Three years after the launch of the Conservative Co-operative Movement the party is today announcing what it says will be the biggest transfer of power from the state to working people since Margaret Thatcher handed ownership of council homes to their tenants. It's not a perfect comparison. State employees will be able to bid to run state services but they must remain not-for-profit although the resulting co-operatives will be able to award themselves higher pay as part of their control of budgets.

A CCHQ briefing note states that "employee owned co-operatives will continue to be funded by the state so long as they meet national standards, but will be freed from centralised bureaucracy and political micromanagement."

The same briefing lists some of the idea's key advantages:

  1. "Create a powerful new right to become your own boss. Staff in the vast majority of front-line public service functions will be able to bid to transfer to independence by creating a co-operative enterprise. There are already legally-recognised organisational forms they can simply adopt ‘off the shelf’."
  2. "Enable shared ownership. Staff in the new co-operative would be genuine owners of the enterprise. Like employees in co-owned businesses, they would all be able to benefit from its financial success and could vote on how things are run." On this morning's Today programme George Osborne confirmed that teachers in a co-operatively run school would be able to fire their headteacher.
  3. "Create the freedom to innovate. They would simply be contracted by a relevant government department to deliver the desired outcomes – no more bureaucratic government process targets dictating how to achieve them."
  4. "Allow staff co-ops to bring in the best expertise. To help overcome the barriers to rapid progress that co-ops can experience, they will be able to go into joint-venture with outside organisations. Partners could be offered a share of the revenues in exchange for management and operational expertise."
  5. "Give staff co-ops the freedom to grow. Once successful, staff co-ops will be able to bid for other areas of government activity, or merge with other co-ops if they wish."
  6. "Ban profiteering. While staff will fully own their new organisation, they will not be able to sell off any of the state’s assets they continue to use, like land and buildings. And because we expect them to make big efficiencies and improvements to services, their contracts will ensure any big surpluses they make will be shared with the taxpayer."

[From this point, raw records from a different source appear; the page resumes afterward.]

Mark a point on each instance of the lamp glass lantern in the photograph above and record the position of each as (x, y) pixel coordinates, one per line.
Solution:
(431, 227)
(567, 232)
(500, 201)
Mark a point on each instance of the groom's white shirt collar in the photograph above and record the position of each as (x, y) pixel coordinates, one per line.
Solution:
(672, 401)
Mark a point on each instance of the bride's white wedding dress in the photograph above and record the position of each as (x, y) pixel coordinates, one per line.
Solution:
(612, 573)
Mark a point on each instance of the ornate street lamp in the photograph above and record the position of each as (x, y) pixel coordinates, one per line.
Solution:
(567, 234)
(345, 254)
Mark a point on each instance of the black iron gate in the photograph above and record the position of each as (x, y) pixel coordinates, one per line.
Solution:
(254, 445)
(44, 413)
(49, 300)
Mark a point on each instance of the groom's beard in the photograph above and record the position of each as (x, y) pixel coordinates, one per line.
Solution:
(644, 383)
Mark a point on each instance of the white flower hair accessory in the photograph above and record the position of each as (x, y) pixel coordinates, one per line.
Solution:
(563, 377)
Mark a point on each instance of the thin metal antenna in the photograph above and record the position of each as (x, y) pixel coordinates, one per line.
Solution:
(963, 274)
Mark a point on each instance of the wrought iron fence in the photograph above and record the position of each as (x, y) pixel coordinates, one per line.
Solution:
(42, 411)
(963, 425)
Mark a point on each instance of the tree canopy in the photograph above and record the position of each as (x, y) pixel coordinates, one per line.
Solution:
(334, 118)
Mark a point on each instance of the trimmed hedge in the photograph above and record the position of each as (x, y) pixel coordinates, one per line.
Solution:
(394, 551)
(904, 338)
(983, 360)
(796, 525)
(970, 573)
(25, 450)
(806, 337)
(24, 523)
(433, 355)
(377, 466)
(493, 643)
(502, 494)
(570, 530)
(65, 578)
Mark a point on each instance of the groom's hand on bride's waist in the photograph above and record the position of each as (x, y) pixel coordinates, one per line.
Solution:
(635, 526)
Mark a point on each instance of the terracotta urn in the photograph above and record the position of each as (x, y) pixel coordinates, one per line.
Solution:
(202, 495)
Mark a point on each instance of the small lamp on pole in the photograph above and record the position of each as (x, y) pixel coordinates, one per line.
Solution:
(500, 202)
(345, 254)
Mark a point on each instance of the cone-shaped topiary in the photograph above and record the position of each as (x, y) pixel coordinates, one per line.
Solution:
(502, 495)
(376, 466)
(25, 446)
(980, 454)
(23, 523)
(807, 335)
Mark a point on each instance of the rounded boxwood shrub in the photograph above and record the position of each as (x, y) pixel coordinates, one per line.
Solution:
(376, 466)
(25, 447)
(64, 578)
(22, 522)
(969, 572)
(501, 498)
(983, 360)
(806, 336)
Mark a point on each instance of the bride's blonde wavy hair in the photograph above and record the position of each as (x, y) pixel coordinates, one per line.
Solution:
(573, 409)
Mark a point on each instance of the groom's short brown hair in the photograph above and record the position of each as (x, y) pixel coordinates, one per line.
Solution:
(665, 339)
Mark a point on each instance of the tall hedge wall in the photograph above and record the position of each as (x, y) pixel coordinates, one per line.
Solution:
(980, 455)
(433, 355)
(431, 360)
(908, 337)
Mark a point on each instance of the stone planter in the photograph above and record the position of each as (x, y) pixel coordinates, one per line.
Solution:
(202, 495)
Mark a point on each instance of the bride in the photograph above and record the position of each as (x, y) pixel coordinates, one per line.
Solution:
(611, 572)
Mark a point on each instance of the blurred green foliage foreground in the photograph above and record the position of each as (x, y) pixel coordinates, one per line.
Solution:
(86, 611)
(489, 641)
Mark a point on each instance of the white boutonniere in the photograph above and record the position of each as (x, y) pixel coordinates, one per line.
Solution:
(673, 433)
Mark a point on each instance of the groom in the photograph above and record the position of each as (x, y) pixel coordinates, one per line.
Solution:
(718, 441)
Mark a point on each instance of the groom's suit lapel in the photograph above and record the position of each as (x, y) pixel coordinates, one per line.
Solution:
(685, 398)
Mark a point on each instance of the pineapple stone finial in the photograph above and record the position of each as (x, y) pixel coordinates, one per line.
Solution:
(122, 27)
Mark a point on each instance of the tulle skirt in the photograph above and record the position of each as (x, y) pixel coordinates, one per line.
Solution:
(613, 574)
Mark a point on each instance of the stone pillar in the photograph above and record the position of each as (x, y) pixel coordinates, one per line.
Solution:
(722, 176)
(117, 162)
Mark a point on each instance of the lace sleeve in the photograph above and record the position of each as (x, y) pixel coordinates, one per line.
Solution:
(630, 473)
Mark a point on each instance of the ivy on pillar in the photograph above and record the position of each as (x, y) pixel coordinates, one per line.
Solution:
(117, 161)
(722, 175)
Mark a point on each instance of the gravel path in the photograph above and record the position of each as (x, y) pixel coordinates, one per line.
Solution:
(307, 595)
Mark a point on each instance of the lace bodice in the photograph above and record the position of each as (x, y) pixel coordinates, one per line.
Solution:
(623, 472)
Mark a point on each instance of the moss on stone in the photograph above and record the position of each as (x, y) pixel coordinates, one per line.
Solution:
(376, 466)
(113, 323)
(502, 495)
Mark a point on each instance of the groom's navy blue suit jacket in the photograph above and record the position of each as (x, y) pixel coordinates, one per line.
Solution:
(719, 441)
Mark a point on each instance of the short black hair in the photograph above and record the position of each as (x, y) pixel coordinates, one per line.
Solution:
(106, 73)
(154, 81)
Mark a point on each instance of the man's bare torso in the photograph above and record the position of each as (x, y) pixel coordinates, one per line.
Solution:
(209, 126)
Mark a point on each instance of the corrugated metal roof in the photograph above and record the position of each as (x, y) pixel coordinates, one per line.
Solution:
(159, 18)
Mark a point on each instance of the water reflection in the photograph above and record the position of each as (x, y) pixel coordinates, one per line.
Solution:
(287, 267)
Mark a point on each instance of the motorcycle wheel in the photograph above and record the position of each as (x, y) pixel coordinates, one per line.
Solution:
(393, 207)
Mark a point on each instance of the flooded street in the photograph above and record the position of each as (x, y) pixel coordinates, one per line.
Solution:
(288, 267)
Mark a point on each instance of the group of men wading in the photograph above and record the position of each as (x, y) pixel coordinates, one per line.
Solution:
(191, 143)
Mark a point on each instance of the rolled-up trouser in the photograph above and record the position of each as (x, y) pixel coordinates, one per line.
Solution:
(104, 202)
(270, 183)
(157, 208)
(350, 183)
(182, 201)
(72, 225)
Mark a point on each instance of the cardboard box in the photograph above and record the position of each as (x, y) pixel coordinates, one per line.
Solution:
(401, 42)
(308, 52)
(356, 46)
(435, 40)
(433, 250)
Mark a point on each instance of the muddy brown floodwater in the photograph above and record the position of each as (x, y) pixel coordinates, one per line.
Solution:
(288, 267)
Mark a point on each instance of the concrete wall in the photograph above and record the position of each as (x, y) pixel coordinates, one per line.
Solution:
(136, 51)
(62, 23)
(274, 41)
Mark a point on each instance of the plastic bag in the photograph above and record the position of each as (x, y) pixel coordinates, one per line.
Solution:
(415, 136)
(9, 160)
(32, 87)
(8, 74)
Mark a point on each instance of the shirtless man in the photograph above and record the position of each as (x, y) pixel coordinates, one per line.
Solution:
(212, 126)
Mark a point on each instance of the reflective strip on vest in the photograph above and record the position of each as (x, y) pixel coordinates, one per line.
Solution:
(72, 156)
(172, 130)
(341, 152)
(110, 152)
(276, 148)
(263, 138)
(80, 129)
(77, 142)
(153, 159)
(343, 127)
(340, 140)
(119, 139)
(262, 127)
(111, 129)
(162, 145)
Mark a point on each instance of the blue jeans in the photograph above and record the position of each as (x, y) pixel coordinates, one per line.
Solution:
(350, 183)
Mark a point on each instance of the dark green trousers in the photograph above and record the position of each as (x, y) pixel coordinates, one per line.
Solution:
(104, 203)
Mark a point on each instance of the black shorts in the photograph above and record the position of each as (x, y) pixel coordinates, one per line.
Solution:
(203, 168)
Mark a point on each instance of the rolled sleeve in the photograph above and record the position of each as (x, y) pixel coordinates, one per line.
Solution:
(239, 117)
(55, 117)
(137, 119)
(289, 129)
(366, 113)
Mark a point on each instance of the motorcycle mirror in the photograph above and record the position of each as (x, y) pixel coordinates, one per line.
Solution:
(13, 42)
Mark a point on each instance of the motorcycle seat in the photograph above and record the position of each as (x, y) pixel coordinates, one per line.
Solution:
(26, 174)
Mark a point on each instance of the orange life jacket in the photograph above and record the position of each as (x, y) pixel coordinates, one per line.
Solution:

This is another radical idea from the Conservatives (as James Crabtree at Prospect recognises) that may not produce immediate benefits but will end the monolithic management practices currently dominant in the public sector. It will allow new models of service delivery to emerge and that can only be a good thing. It will be interesting to see if a public sector entity threatened with large budget cuts over the next few years will see that as a spur to become co-operative and learn, itself, to live within the smaller budget rather than have the new tighter regime dictated from on high.

On Platform today Stephan Shakespeare explores another massive Cameron idea. Noting that French firm Steria enjoys an operating margin on UK contracts of 11.4%; almost twice that on its French contracts (6.5%) Stephan explains how bringing transparency to government contracts will save billions of pounds for taxpayers and improve public services.

The Co-Op idea and transparent government idea are both part of the same phenomenon. The state will no longer be controlled by a few politicians and civil servants in Whitehall but every public sector worker, every business and every taxpayer will have new powers to determine how the state is managed.